Companion forum thread to:

Autumn in Cairngorms National Park, Scotland

JASON CUZZETTO
(cuzzettj) - MLife

Locale: NorCal - South Bay
Autumn in Cairngorms National Park, Scotland on 12/30/2008 20:39:21 MST Print View

Wow. That was a great photo essay. I love the way the colors were presented, light to dark. It is almost like your pictures worked their way through the day to the sun set (night fall). Great way to capture the imagination. Bravo!!!

I am a visual learner. What can I say.

More like this please. Maybe even Photo Essays that teach you to do some cool outdoor activity.

Again, way cool.

Ken Thompson
(kthompson) - MLife

Locale: Behind the Redwood Curtain
Thanks on 12/30/2008 22:49:31 MST Print View

Thanks for the fall color! We don't get much of that here in my neck of the woods, just 70 shades of green. Makes me want to go to Scotland again even more. Good job.

Tom Clark
(TomClark) - MLife

Locale: East Coast
Re: Autumn in Cairngorms National Park, Scotland on 12/31/2008 04:29:13 MST Print View

Chris,
Wonderful photos and even better descriptive comments about what we are seeing (or not seeing, depending on how experienced we are) in the photos.
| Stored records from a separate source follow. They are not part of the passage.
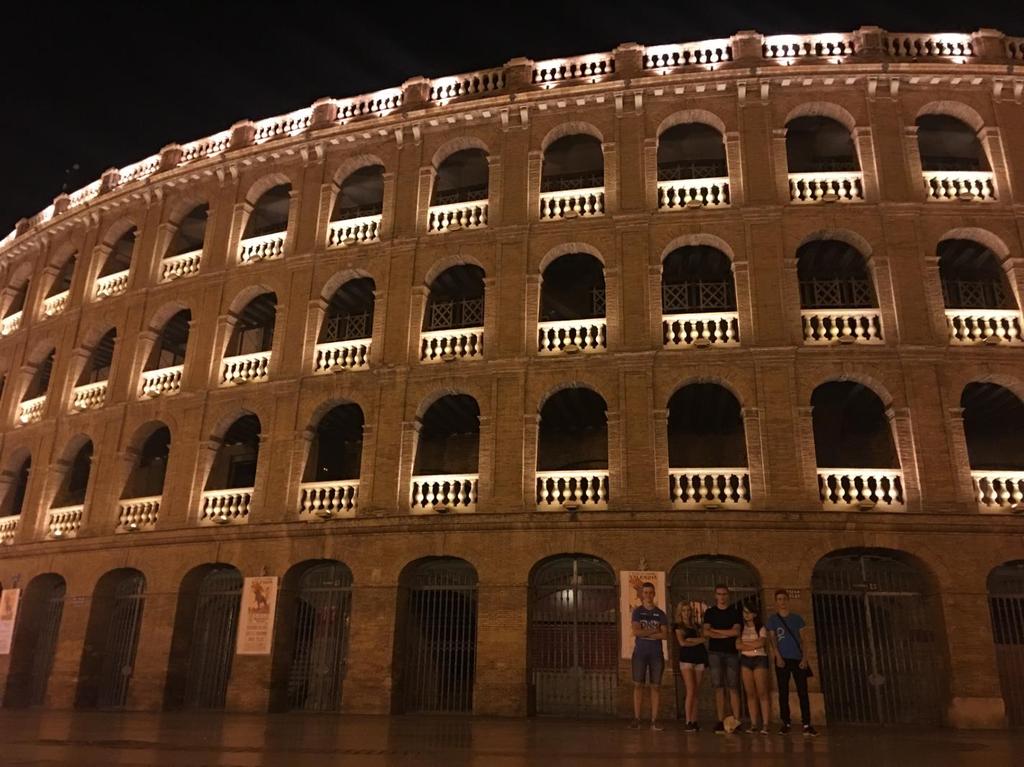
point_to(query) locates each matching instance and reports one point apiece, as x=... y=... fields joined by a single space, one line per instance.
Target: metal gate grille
x=439 y=638
x=317 y=668
x=122 y=641
x=1006 y=600
x=573 y=637
x=213 y=639
x=693 y=581
x=46 y=644
x=877 y=648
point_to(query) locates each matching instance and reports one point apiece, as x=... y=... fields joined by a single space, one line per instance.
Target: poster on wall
x=8 y=612
x=630 y=583
x=259 y=603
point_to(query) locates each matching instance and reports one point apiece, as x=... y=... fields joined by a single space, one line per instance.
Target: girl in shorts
x=692 y=658
x=753 y=646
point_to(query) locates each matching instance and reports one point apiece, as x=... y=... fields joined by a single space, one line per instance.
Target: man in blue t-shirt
x=650 y=627
x=783 y=635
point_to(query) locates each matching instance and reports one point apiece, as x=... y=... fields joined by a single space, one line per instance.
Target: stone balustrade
x=226 y=507
x=175 y=267
x=984 y=326
x=449 y=345
x=245 y=369
x=162 y=382
x=336 y=498
x=710 y=488
x=456 y=216
x=31 y=411
x=867 y=489
x=441 y=493
x=826 y=186
x=701 y=329
x=353 y=230
x=65 y=521
x=570 y=336
x=693 y=193
x=571 y=204
x=138 y=513
x=88 y=396
x=254 y=249
x=584 y=489
x=842 y=326
x=998 y=489
x=112 y=285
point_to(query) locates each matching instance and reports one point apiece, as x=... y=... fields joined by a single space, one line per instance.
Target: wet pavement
x=84 y=739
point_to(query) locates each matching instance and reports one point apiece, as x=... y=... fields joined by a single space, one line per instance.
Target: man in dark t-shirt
x=721 y=628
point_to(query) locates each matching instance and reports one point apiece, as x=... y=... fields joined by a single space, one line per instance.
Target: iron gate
x=877 y=648
x=573 y=637
x=1006 y=601
x=44 y=648
x=438 y=658
x=122 y=640
x=213 y=639
x=693 y=581
x=317 y=668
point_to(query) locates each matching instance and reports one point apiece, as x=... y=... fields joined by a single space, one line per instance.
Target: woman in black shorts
x=692 y=658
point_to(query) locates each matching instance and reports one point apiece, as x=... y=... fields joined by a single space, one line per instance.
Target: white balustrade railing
x=138 y=513
x=254 y=249
x=448 y=345
x=571 y=203
x=998 y=488
x=842 y=326
x=55 y=304
x=339 y=355
x=112 y=285
x=352 y=230
x=163 y=381
x=578 y=488
x=863 y=488
x=10 y=324
x=569 y=336
x=826 y=186
x=65 y=521
x=245 y=369
x=969 y=185
x=226 y=507
x=694 y=488
x=31 y=411
x=455 y=216
x=332 y=499
x=88 y=396
x=444 y=493
x=693 y=193
x=175 y=267
x=701 y=329
x=984 y=326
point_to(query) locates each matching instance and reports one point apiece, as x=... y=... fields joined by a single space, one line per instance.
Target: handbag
x=796 y=638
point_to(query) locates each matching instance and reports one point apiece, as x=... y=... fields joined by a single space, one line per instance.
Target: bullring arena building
x=445 y=358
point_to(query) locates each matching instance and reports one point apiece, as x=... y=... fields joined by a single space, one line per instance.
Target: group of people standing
x=735 y=645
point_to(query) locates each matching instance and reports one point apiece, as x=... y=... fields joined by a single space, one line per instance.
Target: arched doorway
x=573 y=637
x=1006 y=601
x=877 y=644
x=435 y=647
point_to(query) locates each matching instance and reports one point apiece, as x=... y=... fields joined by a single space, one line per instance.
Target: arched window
x=572 y=305
x=445 y=470
x=572 y=178
x=698 y=298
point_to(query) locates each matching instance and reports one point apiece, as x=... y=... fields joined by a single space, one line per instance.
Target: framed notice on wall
x=259 y=604
x=8 y=613
x=629 y=597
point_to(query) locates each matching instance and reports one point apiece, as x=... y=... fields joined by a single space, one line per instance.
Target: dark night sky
x=105 y=85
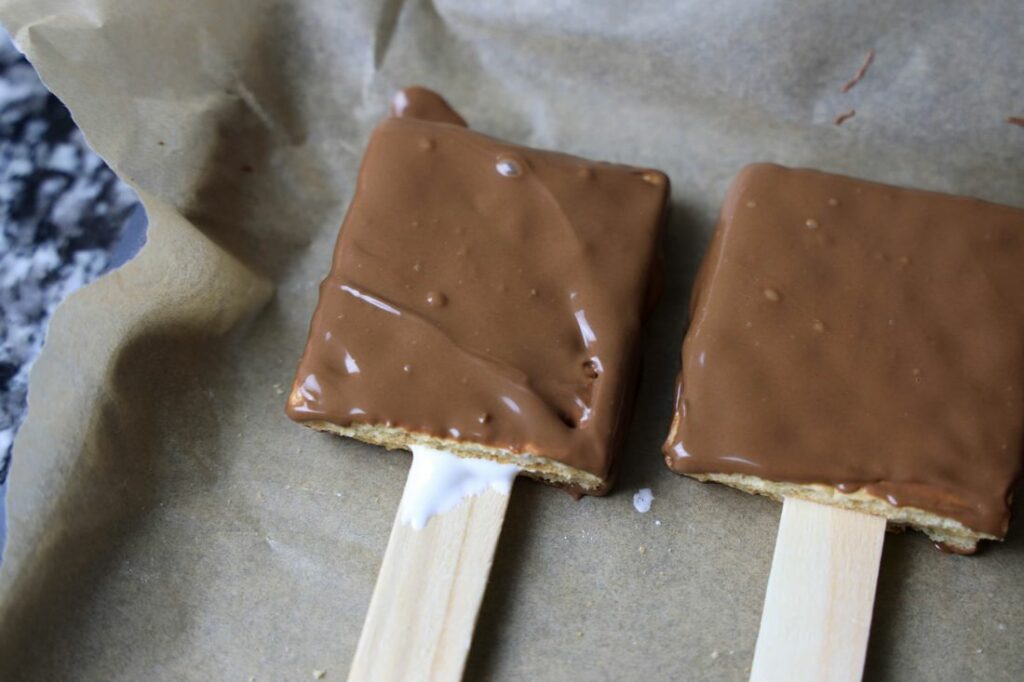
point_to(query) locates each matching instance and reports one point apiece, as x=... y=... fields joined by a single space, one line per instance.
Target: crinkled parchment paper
x=167 y=521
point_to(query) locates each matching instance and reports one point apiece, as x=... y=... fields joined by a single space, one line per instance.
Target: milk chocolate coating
x=484 y=292
x=860 y=336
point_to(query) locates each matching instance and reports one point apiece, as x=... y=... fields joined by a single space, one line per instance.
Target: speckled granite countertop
x=62 y=216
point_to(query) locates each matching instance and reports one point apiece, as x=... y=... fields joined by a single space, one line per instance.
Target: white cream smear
x=438 y=480
x=642 y=500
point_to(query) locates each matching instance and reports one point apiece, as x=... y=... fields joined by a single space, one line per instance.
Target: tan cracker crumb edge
x=532 y=465
x=940 y=528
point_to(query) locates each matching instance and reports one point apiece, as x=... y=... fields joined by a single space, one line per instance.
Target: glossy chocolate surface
x=484 y=292
x=861 y=336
I'm partway through your Backpacker's Handbook, and enjoy its almost lyrical tones.
Tom

Gerry Brucia
(taedawood) - MLife

Locale: Louisiana, USA
Re: Autumn in Cairngorms National Park, Scotland on 01/02/2009 05:40:03 MST Print View

Chris,
Thank you for your photo essay. Having had a forestry education many years ago, it was especially interesting to read your tree and plant identification...it made your beautiful photos much more meaningful.

Norman Bradley
(NormanB) - F

Locale: New York
Cairngorms on 01/02/2009 18:54:31 MST Print View

Thanks Chris. I went through part of the Caringorms in August, though not on foot. I was told this summer was one of the coldest and wettest in years. I found the trip across the North Sea to the Orkneys also quite cold. How did you find the weather and what equipment and clothing did you bring to prep for the trip?

Chris Townsend
(Christownsend) - MLife

Locale: Cairngorms National Park
Autumn in the Cairngorms on 01/03/2009 08:47:58 MST Print View

Thanks for all your comments. I appreciate them.

Norman, the Cairngorms are my local hills so I test a wide variety of gear here. In general gear needs to be wind and waterproof. Last summer was exceptionally wet and windy, making it a good time for testing rain clothing and tents.